"Sołdek" is the first ocean-going vessel put into operation in the history of the Polish shipyard industry. She was designed by a team of Polish engineers under the leadership of Henryk Giełdzik, M.Sc. Eng. and built in Gdańsk Shipyard, established on 19 October 1947.
The prototype coal-ore carrier’s B-30 type keel-laying ceremony took place on 3 April 1948 on slipway A2. The official speeches were followed by consecration of the building site performed by the parish priest of St. Jacob’s parish and then the first rivet was hammered into the structural elements by Adam Rapacki – then the Minister of Shipping. During one working week an average of 45 tons of vessel steel elements were mounted. Around 300 thousand rivets were used to construct the coal-ore carrier while their weight amounted to about 6% of the whole hull weight. The vessel was launched on 6 November 1948. In accordance with former decisions the vessel was to bear the name of a "shock worker", namely the tracer Stanisław Sołdek, and his wife Helena was the vessel’s godmother.
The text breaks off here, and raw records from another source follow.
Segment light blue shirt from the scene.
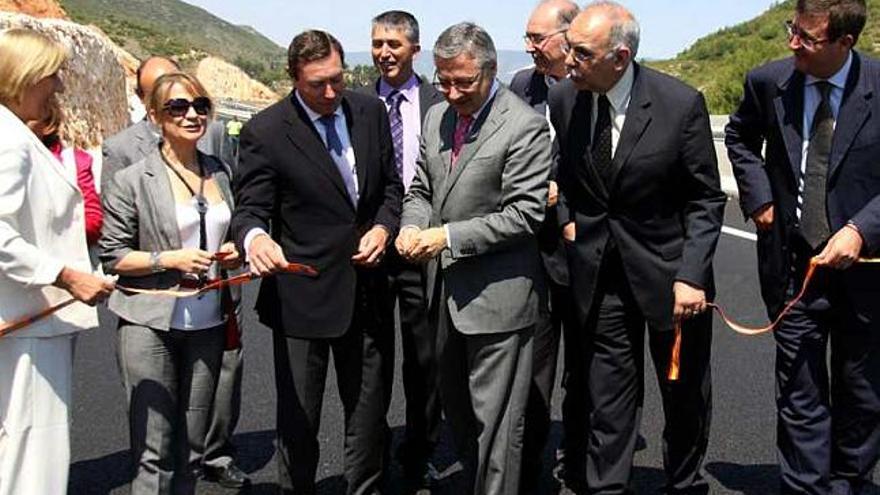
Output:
[796,52,852,220]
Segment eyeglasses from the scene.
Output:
[523,29,568,48]
[431,71,483,93]
[162,96,211,117]
[784,20,834,50]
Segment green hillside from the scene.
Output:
[61,0,287,85]
[648,0,880,114]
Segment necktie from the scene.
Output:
[386,89,404,180]
[801,81,834,249]
[452,115,474,167]
[318,114,357,204]
[590,95,611,185]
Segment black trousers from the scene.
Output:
[774,240,880,495]
[384,252,441,468]
[522,277,582,493]
[273,298,388,495]
[566,251,712,494]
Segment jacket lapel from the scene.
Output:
[828,52,873,178]
[773,70,804,185]
[287,93,355,208]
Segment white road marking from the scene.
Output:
[721,225,758,242]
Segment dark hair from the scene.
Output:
[287,29,345,79]
[134,55,180,99]
[796,0,868,45]
[373,10,419,45]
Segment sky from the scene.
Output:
[185,0,782,59]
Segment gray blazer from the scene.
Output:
[98,148,237,330]
[401,88,551,334]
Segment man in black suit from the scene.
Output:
[232,31,403,494]
[364,10,443,487]
[725,0,880,494]
[510,0,586,492]
[549,2,726,494]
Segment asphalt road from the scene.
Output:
[70,203,880,495]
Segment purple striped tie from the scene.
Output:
[386,89,404,180]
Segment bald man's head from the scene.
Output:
[135,57,180,105]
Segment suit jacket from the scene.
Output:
[0,105,98,338]
[401,88,551,334]
[725,52,880,314]
[550,64,727,330]
[101,118,235,192]
[98,149,238,330]
[510,67,568,285]
[232,91,403,338]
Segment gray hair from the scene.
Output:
[434,22,498,71]
[584,0,641,60]
[373,10,419,45]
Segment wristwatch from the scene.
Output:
[150,251,165,273]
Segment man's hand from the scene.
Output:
[547,180,559,208]
[672,280,706,322]
[752,203,774,232]
[351,225,388,268]
[247,234,287,277]
[53,266,116,306]
[816,225,864,270]
[401,227,446,263]
[562,222,577,242]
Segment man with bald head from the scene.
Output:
[549,2,726,494]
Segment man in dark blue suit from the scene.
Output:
[726,0,880,494]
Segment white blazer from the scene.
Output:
[0,105,98,338]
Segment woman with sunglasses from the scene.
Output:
[99,73,240,494]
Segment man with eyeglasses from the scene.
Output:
[510,0,585,493]
[549,1,726,494]
[725,0,880,495]
[396,23,551,495]
[364,10,443,491]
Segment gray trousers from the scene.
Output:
[118,320,224,495]
[435,286,534,495]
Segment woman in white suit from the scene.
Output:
[0,29,113,495]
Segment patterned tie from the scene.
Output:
[385,89,406,180]
[452,115,474,167]
[801,81,834,249]
[318,114,357,204]
[590,95,611,186]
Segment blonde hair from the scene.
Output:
[0,28,68,106]
[147,72,214,119]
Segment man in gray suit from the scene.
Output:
[101,57,250,488]
[396,23,551,495]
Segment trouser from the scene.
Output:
[566,252,712,494]
[774,240,880,495]
[522,277,582,493]
[273,310,388,495]
[436,280,534,495]
[119,320,225,495]
[0,335,74,495]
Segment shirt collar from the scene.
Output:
[605,62,635,113]
[379,73,419,101]
[293,90,344,122]
[806,50,852,89]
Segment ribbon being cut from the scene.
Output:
[666,258,880,382]
[0,253,318,337]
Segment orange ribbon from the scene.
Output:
[0,262,318,337]
[666,258,880,382]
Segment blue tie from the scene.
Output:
[318,114,357,205]
[386,89,404,180]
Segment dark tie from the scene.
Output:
[318,114,357,204]
[590,95,611,185]
[386,89,404,180]
[801,81,834,249]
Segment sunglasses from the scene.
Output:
[162,96,211,117]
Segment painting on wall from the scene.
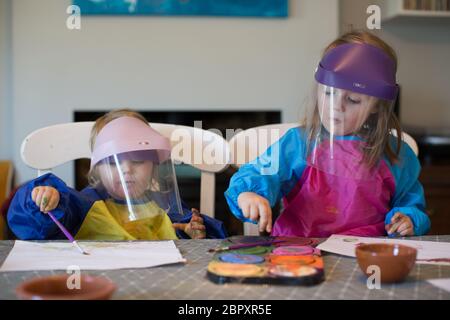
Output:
[72,0,289,18]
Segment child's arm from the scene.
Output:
[7,174,92,240]
[385,143,431,236]
[225,128,306,232]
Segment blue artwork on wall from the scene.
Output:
[73,0,288,18]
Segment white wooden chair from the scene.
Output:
[229,123,419,235]
[21,121,230,217]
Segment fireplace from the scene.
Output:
[74,110,281,235]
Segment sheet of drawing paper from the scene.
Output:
[317,234,450,265]
[0,241,185,271]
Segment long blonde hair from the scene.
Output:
[303,31,402,167]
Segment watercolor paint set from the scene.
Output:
[207,236,324,286]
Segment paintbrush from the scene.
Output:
[208,240,285,252]
[47,212,89,255]
[388,217,402,238]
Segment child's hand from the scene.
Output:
[385,212,414,236]
[31,186,59,213]
[173,209,206,239]
[238,192,272,233]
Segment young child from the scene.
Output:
[225,32,430,237]
[7,109,226,240]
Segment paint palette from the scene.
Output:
[207,236,324,286]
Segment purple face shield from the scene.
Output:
[315,43,398,101]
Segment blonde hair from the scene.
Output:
[304,31,402,167]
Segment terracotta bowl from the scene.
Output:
[356,243,417,283]
[16,274,116,300]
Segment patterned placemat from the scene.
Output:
[0,236,450,300]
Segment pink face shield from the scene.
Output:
[91,117,183,223]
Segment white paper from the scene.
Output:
[427,278,450,292]
[317,234,450,265]
[0,241,185,271]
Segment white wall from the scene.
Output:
[12,0,338,184]
[0,0,12,159]
[340,0,450,128]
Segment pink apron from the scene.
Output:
[272,140,395,237]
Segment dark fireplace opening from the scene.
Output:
[74,110,281,236]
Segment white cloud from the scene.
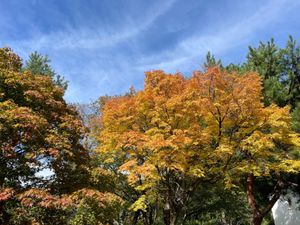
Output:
[139,0,300,72]
[9,0,175,50]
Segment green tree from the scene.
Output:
[0,48,89,224]
[23,51,68,90]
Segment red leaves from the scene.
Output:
[0,188,14,202]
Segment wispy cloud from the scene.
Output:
[0,0,300,102]
[140,0,300,71]
[10,0,175,50]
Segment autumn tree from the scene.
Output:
[100,68,299,224]
[0,48,89,224]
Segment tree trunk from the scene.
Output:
[247,173,286,225]
[247,173,263,225]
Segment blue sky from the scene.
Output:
[0,0,300,103]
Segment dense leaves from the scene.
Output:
[0,37,300,225]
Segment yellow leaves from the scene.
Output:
[188,165,205,177]
[100,68,300,195]
[129,195,147,212]
[277,159,300,173]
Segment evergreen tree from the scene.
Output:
[23,51,68,90]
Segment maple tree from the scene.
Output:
[0,48,121,224]
[100,67,300,224]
On 21 October 1949 "Sołdek", under the command of Master Mariner Zbigniew Rybiański, set off on her first voyage for Szczecin, where the formal ceremony of hoisting colours took place on 25 October 1949. By 2 January 1981 "Sołdek" had made 1479 voyages. Within 31 years of operation the vessel carried over 3,5 million tons of cargo and called at more than 60 harbours.
The ship is currently preserved as a museum ship in Gdańsk, as a part of National Maritime Museum collection.